Um Brad Pitt com barba por fazer, olheiras pronunciadas e o rosto sulcado por profundas rugas de dor. É assim que o bem pago galã de Hollywood aparece em seu novo filme, Babel, uma das produções mais aguardadas do ano, com estréia nos Estados Unidos prevista para o dia 27 e no Brasil para janeiro do ano que vem. Nas seqüências rodadas em regiões paupérrimas do Marrocos, Pitt aproveitou inclusive do anonimato para criar um personagem que foge bastante dos seus papéis habituais. Quem conseguiu desglamourizar o astro foi o aclamado cineasta mexicano Alejandro Gonzáles Iñarritu, vencedor do prêmio de melhor diretor na edição deste ano do Festival de Cannes, na França. “Não houve concessões, pelo contrário”, afirma Iñarritu. “Além de fazer seu trabalho, Pitt teve a paciência de ajudar os atores recrutados em comunidades pobres a se integrarem às filmagens.”
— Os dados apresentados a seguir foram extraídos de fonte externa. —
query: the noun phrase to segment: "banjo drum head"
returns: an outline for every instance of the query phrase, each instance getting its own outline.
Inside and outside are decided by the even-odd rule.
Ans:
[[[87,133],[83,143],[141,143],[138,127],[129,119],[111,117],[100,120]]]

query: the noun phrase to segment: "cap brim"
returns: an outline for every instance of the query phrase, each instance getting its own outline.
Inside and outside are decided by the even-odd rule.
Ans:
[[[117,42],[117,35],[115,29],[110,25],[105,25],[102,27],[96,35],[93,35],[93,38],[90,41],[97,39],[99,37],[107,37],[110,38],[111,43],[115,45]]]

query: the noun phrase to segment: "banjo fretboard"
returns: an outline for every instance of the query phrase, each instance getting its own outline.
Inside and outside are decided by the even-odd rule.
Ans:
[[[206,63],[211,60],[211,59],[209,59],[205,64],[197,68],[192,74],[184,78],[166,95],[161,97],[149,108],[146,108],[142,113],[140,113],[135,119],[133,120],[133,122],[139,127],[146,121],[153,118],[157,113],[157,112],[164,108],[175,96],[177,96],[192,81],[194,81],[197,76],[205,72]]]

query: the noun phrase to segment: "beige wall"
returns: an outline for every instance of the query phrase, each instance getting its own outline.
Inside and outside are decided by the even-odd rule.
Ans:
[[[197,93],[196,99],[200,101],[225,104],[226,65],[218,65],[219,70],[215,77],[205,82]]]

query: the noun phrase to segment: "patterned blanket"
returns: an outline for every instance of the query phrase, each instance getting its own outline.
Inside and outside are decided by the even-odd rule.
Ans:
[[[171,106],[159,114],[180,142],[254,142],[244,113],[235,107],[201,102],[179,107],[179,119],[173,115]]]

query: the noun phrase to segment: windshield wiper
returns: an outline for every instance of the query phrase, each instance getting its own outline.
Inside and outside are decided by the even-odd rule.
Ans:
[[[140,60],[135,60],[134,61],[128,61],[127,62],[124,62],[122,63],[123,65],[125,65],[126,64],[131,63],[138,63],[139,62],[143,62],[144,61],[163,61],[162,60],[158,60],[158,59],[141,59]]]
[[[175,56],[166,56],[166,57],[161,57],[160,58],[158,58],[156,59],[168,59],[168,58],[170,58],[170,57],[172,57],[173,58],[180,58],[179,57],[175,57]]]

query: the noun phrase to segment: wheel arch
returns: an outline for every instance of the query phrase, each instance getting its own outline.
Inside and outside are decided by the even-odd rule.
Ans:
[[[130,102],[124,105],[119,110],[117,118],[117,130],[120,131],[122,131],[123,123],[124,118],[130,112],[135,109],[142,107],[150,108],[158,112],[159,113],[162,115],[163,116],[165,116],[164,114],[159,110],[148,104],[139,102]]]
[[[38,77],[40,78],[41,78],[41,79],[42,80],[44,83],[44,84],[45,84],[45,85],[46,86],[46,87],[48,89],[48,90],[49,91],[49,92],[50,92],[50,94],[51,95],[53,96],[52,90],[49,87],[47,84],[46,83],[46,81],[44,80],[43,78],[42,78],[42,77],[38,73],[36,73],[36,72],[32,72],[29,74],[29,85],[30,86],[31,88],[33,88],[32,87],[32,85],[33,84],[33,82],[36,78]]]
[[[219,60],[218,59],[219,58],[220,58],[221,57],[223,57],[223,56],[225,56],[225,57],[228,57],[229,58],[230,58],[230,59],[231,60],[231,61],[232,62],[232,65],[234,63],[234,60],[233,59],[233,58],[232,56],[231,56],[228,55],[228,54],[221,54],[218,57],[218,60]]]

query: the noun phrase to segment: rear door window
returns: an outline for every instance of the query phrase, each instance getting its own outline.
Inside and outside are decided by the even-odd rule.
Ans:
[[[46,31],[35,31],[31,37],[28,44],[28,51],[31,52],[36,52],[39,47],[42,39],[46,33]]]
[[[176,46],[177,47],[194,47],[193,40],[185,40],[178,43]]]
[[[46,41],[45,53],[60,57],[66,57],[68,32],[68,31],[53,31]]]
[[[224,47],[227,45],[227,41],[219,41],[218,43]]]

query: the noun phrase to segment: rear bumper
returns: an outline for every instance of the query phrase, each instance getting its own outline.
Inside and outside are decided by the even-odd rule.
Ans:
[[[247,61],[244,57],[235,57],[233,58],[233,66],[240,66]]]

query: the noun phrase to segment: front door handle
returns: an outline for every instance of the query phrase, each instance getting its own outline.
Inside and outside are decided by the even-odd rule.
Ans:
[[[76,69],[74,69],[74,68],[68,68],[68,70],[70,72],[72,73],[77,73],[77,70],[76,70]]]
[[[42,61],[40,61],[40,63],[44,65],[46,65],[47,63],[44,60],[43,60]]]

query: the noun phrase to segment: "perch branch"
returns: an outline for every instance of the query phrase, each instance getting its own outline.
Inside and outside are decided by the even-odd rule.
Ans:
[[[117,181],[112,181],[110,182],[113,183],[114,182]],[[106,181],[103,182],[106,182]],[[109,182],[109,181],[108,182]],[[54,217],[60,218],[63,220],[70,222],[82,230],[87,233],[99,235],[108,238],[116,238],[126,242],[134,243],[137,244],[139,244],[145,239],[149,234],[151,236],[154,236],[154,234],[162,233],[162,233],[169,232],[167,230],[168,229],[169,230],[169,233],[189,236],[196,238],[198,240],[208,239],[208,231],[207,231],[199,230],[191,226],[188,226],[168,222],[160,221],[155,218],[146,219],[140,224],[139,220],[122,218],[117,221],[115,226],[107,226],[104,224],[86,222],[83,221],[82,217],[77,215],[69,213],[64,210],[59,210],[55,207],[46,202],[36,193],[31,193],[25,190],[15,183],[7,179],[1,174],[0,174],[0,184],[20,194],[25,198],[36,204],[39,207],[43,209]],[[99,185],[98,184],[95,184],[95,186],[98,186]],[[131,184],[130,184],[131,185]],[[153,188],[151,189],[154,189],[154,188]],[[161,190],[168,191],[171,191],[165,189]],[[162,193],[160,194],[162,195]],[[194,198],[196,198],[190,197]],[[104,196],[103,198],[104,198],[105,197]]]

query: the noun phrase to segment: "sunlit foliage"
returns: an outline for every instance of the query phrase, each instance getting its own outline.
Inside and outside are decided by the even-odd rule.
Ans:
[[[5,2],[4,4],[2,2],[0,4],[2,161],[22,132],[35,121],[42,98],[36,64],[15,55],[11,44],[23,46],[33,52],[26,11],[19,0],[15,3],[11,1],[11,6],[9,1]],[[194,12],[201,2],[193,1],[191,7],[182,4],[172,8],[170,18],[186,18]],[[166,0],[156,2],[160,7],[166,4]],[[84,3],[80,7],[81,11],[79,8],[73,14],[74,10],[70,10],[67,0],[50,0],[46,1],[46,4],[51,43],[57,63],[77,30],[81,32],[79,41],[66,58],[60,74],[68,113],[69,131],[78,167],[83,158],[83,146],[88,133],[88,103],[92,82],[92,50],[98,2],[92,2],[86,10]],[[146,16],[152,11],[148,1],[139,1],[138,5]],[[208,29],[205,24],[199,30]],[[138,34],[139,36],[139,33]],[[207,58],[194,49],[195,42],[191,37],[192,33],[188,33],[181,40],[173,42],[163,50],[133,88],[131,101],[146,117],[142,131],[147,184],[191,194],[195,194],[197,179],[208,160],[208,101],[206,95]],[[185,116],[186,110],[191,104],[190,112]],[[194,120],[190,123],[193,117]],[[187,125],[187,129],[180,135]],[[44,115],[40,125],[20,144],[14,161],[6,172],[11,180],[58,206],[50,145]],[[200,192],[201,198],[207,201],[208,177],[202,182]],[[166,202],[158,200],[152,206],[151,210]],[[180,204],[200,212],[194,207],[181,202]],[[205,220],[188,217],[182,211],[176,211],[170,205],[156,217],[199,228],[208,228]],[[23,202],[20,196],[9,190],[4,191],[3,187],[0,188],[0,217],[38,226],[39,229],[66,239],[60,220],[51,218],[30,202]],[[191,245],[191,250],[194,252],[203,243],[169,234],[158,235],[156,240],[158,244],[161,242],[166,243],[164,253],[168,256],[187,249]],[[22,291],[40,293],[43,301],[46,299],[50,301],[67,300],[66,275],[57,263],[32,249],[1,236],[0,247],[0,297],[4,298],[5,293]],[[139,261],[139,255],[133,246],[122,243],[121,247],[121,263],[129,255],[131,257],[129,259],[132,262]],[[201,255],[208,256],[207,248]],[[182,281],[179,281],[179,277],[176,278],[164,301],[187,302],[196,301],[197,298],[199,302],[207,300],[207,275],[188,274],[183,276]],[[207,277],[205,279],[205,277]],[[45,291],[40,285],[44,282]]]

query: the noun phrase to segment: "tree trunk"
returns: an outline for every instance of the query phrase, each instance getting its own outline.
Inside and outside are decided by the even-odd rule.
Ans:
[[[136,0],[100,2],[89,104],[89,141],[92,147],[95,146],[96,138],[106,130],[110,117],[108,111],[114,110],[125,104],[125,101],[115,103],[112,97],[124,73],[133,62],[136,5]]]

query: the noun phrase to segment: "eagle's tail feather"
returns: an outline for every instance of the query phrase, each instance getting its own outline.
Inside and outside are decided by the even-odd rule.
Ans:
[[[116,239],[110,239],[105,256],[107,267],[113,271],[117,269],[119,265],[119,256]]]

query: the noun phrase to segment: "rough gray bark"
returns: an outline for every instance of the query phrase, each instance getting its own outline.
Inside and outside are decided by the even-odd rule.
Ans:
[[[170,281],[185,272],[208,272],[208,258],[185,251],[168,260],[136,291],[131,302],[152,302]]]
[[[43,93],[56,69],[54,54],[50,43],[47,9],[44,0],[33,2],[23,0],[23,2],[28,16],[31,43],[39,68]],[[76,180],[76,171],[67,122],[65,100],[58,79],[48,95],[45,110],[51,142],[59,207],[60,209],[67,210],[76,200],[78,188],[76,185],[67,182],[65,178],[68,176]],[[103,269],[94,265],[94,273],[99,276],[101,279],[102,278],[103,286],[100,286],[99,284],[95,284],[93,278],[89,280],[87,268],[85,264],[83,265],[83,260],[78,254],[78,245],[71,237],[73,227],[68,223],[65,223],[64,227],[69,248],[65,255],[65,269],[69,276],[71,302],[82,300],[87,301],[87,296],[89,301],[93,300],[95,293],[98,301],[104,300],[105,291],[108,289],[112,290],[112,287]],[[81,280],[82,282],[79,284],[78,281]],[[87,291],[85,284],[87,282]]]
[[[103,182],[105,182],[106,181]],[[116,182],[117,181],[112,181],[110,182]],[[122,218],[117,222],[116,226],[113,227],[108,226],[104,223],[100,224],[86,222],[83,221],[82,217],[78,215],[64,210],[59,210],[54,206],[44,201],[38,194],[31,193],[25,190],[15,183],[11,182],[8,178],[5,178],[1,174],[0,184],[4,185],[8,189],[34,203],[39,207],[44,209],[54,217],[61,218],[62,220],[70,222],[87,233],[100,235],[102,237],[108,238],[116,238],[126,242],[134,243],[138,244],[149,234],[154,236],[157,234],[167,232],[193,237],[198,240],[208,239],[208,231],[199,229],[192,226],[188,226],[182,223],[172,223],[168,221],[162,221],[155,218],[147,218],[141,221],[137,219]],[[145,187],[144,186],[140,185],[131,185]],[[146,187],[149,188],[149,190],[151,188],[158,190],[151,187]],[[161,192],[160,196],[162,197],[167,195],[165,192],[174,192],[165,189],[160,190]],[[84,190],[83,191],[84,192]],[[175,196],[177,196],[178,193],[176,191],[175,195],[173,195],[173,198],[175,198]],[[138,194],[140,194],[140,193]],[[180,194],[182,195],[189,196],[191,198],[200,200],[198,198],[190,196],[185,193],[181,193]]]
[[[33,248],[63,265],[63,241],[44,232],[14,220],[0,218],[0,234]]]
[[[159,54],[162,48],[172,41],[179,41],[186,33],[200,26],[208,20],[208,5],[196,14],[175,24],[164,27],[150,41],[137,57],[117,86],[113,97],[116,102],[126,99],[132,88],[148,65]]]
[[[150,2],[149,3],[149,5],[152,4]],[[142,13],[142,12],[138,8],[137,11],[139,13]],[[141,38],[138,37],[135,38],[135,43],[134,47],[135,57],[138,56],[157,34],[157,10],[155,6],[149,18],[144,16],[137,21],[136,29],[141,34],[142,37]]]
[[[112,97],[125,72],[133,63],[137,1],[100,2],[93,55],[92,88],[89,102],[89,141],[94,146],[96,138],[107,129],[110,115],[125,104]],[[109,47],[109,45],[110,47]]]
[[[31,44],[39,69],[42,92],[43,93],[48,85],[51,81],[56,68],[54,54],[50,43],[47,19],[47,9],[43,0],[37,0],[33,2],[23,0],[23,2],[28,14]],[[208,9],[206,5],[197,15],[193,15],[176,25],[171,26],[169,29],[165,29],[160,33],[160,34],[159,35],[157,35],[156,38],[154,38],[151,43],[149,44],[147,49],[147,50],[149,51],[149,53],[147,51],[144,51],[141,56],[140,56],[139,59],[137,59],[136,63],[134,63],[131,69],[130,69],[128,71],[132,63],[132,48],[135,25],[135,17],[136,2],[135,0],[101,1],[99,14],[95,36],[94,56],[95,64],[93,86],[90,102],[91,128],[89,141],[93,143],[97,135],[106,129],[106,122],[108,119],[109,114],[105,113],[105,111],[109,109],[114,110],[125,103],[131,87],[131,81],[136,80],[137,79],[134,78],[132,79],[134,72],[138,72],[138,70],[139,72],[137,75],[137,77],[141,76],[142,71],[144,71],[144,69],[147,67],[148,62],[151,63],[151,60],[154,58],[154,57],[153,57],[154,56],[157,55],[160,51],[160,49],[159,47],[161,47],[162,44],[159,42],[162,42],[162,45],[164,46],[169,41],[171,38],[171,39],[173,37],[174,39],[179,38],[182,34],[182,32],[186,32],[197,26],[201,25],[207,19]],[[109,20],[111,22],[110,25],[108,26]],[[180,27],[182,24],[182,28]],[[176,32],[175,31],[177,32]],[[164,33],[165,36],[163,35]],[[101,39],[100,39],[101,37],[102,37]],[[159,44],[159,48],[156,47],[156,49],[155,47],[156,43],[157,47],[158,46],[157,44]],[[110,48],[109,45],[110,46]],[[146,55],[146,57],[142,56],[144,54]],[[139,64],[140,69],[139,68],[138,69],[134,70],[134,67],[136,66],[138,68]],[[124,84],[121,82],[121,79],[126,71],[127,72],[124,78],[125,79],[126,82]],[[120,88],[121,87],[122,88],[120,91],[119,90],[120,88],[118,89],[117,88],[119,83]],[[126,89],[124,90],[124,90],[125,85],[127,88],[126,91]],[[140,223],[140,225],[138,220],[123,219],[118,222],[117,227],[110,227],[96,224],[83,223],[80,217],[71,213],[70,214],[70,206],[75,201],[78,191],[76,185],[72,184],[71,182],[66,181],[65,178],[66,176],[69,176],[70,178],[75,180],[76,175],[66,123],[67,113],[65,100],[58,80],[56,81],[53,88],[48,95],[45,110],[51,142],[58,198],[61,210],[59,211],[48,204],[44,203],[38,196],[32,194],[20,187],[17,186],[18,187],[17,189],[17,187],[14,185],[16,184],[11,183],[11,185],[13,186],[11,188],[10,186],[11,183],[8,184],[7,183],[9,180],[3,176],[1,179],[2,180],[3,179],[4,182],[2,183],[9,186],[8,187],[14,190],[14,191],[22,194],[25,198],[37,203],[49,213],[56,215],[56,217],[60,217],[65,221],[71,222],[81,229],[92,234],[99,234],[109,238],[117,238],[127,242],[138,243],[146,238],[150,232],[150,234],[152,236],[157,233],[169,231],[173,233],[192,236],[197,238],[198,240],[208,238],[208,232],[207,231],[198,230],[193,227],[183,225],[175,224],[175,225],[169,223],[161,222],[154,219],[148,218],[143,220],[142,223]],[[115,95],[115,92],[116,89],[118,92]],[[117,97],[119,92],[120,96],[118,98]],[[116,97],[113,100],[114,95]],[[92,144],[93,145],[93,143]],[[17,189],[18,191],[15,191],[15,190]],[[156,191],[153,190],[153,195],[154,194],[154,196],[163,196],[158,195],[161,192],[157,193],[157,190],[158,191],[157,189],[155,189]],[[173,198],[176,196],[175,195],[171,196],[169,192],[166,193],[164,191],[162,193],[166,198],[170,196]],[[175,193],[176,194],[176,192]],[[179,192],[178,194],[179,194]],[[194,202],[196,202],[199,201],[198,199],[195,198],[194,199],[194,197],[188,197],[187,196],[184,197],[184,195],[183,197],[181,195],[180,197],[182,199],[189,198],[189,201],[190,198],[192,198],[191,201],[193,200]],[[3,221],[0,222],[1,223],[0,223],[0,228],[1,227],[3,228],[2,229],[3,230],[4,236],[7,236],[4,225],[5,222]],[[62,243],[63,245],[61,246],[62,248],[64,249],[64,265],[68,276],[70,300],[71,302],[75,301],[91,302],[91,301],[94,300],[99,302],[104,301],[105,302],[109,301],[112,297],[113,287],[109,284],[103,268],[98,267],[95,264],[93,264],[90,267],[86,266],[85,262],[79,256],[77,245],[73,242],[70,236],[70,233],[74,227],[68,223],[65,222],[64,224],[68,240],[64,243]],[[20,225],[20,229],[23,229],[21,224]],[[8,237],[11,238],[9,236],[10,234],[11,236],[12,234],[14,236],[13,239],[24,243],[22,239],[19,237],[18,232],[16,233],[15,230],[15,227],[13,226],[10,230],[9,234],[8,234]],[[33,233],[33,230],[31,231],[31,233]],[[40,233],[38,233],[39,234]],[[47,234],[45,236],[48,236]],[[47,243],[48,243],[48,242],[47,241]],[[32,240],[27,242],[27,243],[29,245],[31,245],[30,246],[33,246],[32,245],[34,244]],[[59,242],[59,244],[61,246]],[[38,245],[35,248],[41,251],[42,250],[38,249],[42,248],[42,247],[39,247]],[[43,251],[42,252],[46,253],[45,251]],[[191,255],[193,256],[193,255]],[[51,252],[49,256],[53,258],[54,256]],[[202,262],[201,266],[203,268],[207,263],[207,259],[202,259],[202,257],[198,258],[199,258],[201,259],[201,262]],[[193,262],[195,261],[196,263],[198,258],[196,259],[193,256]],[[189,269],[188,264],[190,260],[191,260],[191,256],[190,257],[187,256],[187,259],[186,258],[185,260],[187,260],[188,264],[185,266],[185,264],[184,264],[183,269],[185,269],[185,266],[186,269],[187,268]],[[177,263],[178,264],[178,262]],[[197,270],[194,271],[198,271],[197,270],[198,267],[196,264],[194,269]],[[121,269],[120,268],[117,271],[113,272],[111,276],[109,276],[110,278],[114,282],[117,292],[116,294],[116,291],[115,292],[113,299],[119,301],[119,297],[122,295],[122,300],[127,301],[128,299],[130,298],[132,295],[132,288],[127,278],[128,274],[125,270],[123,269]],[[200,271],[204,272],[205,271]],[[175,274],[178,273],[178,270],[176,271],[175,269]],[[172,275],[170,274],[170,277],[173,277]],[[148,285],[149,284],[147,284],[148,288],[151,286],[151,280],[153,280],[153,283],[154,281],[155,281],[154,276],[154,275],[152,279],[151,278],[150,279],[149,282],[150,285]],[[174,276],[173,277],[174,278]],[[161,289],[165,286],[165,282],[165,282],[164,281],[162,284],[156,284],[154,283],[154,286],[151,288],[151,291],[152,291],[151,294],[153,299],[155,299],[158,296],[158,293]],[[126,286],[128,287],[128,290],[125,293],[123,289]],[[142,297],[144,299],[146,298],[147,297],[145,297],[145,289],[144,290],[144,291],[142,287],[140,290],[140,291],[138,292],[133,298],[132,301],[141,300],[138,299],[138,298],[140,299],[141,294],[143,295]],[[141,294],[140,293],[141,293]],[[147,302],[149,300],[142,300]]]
Com surpreendente bom humor para quem acabava de voar mais de dez horas, a tempo de acompanhar a pré-estréia de Babel no Festival do Rio 2006, Iñarritu falou a ISTOÉ sobre a ousadia de mesclar um orçamento baixo para os padrões internacionais (US$ 25 milhões) e logística hollywoodiana, filmando em três continentes. “Tive de submergir em quatro culturas e quatro pontos de vista distintos.” Terceiro momento da trilogia iniciada por Amores brutos (2000) e 21 gramas (2004), Babel tem a compaixão como fio condutor, “sentimento perdido pela humanidade”, lamenta Iñarritu. Com extrema habilidade, ele costura tramas que misturam culturas tão díspares como as do Marrocos, Japão, Estados Unidos e México, sua terra natal.

A história começa com um acidente. A americana Susan (vivida por Cate Blanchett), mulher de Richard (o personagem de Brad Pitt), é atingida por uma bala perdida em um ônibus turístico em pleno deserto do Marrocos. O disparo foi provocado por crianças que pastoreavam cabras e mediam a eficácia do rifle presenteado pelo pai. A partir daí, o drama repercute de forma engenhosa em três continentes através de uma montagem vertiginosa. “O público ficou muito preguiçoso. O cinema é uma experiência emocionalmente fragmentada”, afirma o diretor, acostumado a ouvir as histórias contadas pelo pai, sempre começadas pelo meio. “Era uma forma de prender meu interesse”, diz. A fórmula deu tão certo que resolveu aplicá-la em seu próprio estilo de contar histórias.

Dessa vez Iñarritu se inspirou no relato bíblico da Torre de Babel, erguida pelos homens para alcançar o céu. Em resposta, Deus os puniu pela ousadia e os colocou falando diferentes idiomas. Não por acaso, o cineasta mostra um mosaico de culturas entrelaçadas pelos avanços tecnológicos e ameaçadas pela dificuldade dos homens em manifestar o afeto. Além de trabalhar pela primeira vez com atores se expressando em línguas desconhecidas, Iñarritu teve que lidar com as adolescentes surdas-mudas, amigas da atriz principal no Japão, Kôji Yakusho. Segundo ele, 60% do resultado vem do roteiro, nascido de uma idéia sua, e os 40% restantes são fruto da montagem, que consumiu seis meses. “Filmar é carregar as pedras brutas. Editar é esculpir para dar a forma”, afirma. É por meio desses diferentes ângulos que ele consegue saltar do plano político e social para a história íntima sobre pais e filhos. As três obras da trilogia, aliás, são dedicadas aos filhos, Maria Eladia, 11 anos, e Eliseo, nove.

Os garotos são fruto de um casamento de 14 anos com a fotógrafa Maria Eladia, autora de um livro sobre Babel. O volume traz imagens do fotógrafo brasileiro
Miguel Rio Branco, “um dos poucos gênios vivos no momento”, elogia o diretor
de 43 anos. Ele ainda não sabe sobre o que será seu próximo trabalho, mas
gostaria que o assunto fosse o futebol e que a história se passasse no México e no Brasil. “Quero fazer o filme com meus amigos Fernando Meirelles (Cidade de Deus) e Walter Salles (Central do Brasil)”.